Now we are ready to import data. Make sure that, we do not have the importing data in BPartner Group window yet. And if ready, click Run button.
You will see the data being transferred from source file to Adempiere in real time.
And as promised, currently we have hard coded the AD_Org_ID to be 0, we want to add some table look up here.
- Add look up to AD_Org_ID, connect to database table ad_org.
- On left panel, > Metadata > Db Connections, right click on > adempiere 0.1
- Select "Retrieve schama, click Next, and select table ad_org
- As we want to lookup AD_Org_ID from Name, remove other fields, except these records.
- Click OK to finish it.
- Now, we wan to use it as our look up table.
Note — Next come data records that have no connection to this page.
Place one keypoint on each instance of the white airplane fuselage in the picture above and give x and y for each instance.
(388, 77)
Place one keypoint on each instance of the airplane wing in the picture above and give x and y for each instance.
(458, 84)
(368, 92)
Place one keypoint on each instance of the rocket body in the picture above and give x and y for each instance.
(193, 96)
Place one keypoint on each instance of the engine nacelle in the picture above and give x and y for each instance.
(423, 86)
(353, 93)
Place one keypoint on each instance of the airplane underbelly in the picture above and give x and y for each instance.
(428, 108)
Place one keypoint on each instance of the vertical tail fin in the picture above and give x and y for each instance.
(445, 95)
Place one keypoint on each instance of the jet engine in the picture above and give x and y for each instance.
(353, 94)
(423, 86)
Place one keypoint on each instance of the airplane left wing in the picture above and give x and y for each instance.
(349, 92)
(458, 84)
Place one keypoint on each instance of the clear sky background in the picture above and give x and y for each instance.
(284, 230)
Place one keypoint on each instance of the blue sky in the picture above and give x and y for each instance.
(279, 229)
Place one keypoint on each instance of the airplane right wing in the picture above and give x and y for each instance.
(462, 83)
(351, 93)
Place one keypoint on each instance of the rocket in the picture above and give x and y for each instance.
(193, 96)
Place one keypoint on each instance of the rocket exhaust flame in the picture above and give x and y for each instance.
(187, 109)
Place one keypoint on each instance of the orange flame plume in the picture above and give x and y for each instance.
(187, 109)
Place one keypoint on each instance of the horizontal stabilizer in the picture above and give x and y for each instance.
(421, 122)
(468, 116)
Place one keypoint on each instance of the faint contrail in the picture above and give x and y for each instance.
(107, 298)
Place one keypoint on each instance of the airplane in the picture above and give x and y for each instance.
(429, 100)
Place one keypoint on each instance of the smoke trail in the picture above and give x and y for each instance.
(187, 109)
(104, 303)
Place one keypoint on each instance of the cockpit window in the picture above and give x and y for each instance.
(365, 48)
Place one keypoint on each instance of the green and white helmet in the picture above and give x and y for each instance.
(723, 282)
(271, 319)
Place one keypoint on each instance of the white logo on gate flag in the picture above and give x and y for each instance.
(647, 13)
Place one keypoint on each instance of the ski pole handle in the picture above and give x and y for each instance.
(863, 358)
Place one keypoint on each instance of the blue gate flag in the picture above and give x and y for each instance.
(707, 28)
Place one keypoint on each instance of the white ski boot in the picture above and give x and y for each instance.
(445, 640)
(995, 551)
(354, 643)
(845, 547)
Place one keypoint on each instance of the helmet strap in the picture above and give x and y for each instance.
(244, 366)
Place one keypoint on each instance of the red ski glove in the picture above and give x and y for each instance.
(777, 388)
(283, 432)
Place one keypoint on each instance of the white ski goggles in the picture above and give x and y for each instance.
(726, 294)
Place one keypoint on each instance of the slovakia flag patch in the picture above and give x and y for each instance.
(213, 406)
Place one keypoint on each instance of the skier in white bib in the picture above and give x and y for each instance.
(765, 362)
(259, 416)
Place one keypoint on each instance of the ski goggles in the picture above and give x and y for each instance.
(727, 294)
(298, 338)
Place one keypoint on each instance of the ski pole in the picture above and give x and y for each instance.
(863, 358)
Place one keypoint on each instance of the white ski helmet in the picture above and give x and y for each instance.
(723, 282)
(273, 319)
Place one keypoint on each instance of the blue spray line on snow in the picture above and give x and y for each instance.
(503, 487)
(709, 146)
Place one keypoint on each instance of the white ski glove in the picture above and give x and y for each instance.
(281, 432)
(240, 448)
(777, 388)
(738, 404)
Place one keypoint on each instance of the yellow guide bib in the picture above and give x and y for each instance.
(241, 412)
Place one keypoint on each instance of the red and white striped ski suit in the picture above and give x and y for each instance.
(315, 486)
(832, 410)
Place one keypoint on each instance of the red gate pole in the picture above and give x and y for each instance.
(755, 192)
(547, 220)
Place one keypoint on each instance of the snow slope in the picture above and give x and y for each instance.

Simple drag it to the canvas.
- Right click from ad_org icon and connect to tMap_1
- To lookup for AD_Org_ID, double click on tMap_1. You will see the new schema appears.
- Drag name from top table to name in the bottom table. Drag ad_org_id to output schema.
- That's all, you can now rerun to see the result. The AD_Org_ID is now looked up!
Case 2: More Complex Data Import - MBPartner
Most data model are not as simple as in the first example. Give business partners for instance. Creating business partner consist of creating data in multiple tables, i.e., C_BPartner + C_BPartner_Acct + C_Location + C_BPartner_Location + AD_User. And these data will be created with the relation to one another, i.e., C_BPartner_Location is created with the foreign key C_BPartner_ID & C_Location_ID created before hand. In this example, we will be creating Business Partner and its related information, each from a row of record. And to make life a bit more complex, we will exclude all Business Partner with BP Group "Wholesales".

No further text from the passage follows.